Yesterday’s ride took me past some … interesting … roadside distractions – er, *attractions*. These are some of the reasons I didn’t get to Joplin until about 8 PM last night.
First, let me present “The Round Barn.” It was built in 1898 or thereabouts, and it was restored (rebuilt, actually, because by that time the original roof had fallen in) in the late 1990s. There is a ground floor and a loft. The peak of the roof is 34 feet above the loft floor. There are no joists or anything; It’s just a huge open space:
One of my Facebook friends lives in Tulsa, and we had hoped that my timing would work out so that we could meet in person – our first thought was that I might get to Tulsa two days ago and stay overnight, but that didn’t happen (I stayed in OKC). Then we thought I might get there in time for lunch yesterday, but that didn’t happen, either – a late start and those darn distractio – er, ATTRACTions – slowed me down (as did getting lost in Tulsa). But as we were bemoaning the fact that a meeting didn’t work out, she told me that she’s descended from the family that built the original Round Barn. It’s tidbits like that that you don’t find in a guidebook, and one of the things that can be so fascinating about Facebook.
Next, we have an old gas station that has been converted into a motorcycle museum.
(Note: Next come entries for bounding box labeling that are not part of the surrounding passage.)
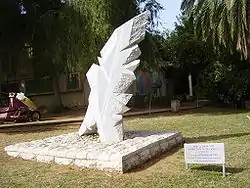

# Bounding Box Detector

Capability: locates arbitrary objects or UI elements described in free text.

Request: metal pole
[222,164,226,177]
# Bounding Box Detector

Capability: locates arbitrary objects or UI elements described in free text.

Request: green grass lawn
[0,108,250,188]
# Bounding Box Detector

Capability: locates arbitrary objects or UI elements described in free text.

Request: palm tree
[181,0,250,59]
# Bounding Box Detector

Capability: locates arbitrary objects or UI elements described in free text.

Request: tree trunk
[246,0,250,59]
[53,75,64,109]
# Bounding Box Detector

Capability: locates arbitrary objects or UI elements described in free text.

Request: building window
[67,73,81,91]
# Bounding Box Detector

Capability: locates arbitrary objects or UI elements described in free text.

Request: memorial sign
[184,143,225,177]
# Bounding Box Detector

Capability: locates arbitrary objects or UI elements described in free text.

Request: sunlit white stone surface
[78,12,149,142]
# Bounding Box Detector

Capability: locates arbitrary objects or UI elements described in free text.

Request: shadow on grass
[191,165,245,174]
[129,107,250,119]
[185,133,250,143]
[126,145,182,173]
[0,124,76,135]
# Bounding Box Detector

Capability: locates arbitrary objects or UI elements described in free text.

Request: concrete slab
[4,131,183,173]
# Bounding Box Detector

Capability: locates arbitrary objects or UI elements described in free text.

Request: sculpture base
[5,131,183,173]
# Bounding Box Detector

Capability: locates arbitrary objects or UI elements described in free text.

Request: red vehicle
[0,93,41,122]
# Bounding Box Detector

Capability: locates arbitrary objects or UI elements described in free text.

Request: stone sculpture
[78,12,149,142]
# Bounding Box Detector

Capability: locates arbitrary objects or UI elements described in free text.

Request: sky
[159,0,182,30]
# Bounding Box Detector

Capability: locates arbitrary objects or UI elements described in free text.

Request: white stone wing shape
[79,12,149,142]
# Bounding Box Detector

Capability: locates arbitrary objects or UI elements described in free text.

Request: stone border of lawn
[0,106,197,129]
[4,131,183,173]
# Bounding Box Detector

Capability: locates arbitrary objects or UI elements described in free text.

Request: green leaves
[181,0,248,59]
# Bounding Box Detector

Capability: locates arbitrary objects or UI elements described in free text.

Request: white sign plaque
[184,143,225,176]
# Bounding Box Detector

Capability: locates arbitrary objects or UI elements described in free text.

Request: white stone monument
[78,12,149,142]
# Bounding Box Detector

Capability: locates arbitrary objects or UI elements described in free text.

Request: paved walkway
[0,105,203,129]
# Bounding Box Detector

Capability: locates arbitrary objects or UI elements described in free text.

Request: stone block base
[5,131,183,173]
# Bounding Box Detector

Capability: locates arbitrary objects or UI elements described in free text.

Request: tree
[181,0,250,59]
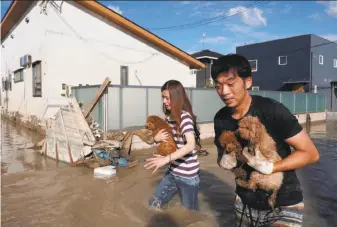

This place has the usual collection of road bikes, dirt bikes, and such, but have you ever seen a wicker-basket bike?
And how on earth a small place like this could have not one, but TWO still-in-their-original-crate bikes – I have no idea. One of them is from a company that tried to revive an old nameplate (Excelsior-Henderson) but only made 2000 bikes total before quitting.
And then there are these motorcycles (a good-guy one and a bad-guy one) from “Captain America – The First Avenger”:
And the totem poles – who knew there was a “totem pole park” out in the wilds of northeastern Oklahoma?
I added two new states to my Route 66 list yesterday – Kansas (all 17 miles of it) and Missouri. I found a shady spot in Depew, OK, to have lunch yesterday:
I found a roadside attraction in Tulsa, celebrating some of its industrial history:
And I saw (and rode over) the only remaining Marsh bridge on Route 66. They were designed by Mr. Marsh, and at one time they were quite numerous.
Today I will cross Missouri and stay somewhere in / around / near St. Louis. I *may* try to follow Route 66 through the city, or I might give up – again. Only time will tell.